JAKARTA - Juru Bicara Masjid Keramat Luar Batang Mansur Amin membantah pernah ada sumbangan renovasi dari Gubernur DKI Jakarta Basuki Tjahaja Purnama (Ahok). Ia mengatakan, sumbangan untuk pengecatan dan perbaikan lampu berasal dari masyarakat.
"Setelah saya cek ke rekan-rekan pengurus dan mantan pengurus Masjid Keramat Luar Batang, memang pernah ada yang nyumbang lampu, pengecatan serta sumbangan karpet tapi nama penyumbangnya Pak Heryanto," kata Mansur melalui pesan singkat, Rabu (30/3/2016).

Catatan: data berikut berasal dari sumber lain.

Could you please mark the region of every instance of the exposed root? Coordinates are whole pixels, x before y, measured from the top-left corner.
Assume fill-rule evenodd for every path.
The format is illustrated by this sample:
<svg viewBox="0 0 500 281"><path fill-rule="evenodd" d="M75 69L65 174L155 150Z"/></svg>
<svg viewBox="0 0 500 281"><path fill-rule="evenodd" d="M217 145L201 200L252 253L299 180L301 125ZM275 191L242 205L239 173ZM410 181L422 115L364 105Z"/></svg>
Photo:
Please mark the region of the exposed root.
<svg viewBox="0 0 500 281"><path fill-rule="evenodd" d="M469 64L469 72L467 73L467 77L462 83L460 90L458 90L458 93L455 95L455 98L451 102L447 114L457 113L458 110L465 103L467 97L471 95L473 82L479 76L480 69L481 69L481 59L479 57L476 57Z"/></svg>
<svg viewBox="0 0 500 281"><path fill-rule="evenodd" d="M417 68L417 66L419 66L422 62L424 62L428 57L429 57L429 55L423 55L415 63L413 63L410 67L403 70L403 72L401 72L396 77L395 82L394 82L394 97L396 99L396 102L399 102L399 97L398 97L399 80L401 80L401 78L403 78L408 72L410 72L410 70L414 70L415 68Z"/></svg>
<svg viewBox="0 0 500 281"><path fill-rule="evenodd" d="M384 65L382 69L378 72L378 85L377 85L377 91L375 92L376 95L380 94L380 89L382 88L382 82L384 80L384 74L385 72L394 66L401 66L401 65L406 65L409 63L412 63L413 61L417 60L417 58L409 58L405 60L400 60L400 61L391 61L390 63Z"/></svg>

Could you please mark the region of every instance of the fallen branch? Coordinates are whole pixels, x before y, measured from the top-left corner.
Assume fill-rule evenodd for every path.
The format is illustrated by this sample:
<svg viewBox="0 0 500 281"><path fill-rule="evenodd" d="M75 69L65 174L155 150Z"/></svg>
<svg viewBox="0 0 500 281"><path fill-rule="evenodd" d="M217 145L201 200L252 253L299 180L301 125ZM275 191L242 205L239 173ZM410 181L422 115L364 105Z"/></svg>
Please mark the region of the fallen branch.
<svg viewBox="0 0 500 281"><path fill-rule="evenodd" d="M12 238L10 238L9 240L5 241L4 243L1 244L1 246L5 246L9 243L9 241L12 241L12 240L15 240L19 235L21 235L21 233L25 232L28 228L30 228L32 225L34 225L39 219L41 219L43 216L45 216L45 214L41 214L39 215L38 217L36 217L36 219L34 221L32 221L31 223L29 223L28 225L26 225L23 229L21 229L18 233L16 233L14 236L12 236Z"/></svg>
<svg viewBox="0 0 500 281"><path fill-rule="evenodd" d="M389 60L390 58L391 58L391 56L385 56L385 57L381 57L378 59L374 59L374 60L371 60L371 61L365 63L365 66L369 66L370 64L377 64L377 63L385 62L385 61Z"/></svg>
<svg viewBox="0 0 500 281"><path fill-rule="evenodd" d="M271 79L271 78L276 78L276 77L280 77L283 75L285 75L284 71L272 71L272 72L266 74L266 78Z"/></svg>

Mansur melanjutkan, sejak awal huru-hara penertiban Masjid Luar Batang, para pengurus telah diimbau untuk menghindari masalah suku, agama, ras, antar golongan (SARA). Namun, hal inilah yang justru disinggung oleh Ahok dalam pernyataannya yang mengatakan akan melawan pengurus Masjid Luar Batang.
"Saya sebagai juru bicara Masjid Keramat Luar Batang selalu mengingatkan teman-teman dan masyarakat tidak anarkis dan jangan bicara masalah SARA, kami yakin Pak Ahok salah informasi dan mau menjebak kami ke permasalahan SARA," jelasnya.
Lebih lanjut Mansur mengatakan, pembangunan Masjid Luar Batang dimulai sejak masa kepemimpinan Gubernur Wiyogo Atmodarminto hingga Gubernur Fauzi Bowo. Ia pun mengaku tak ada uang Pemda yang mengalir dalam pembangunan masjid ini.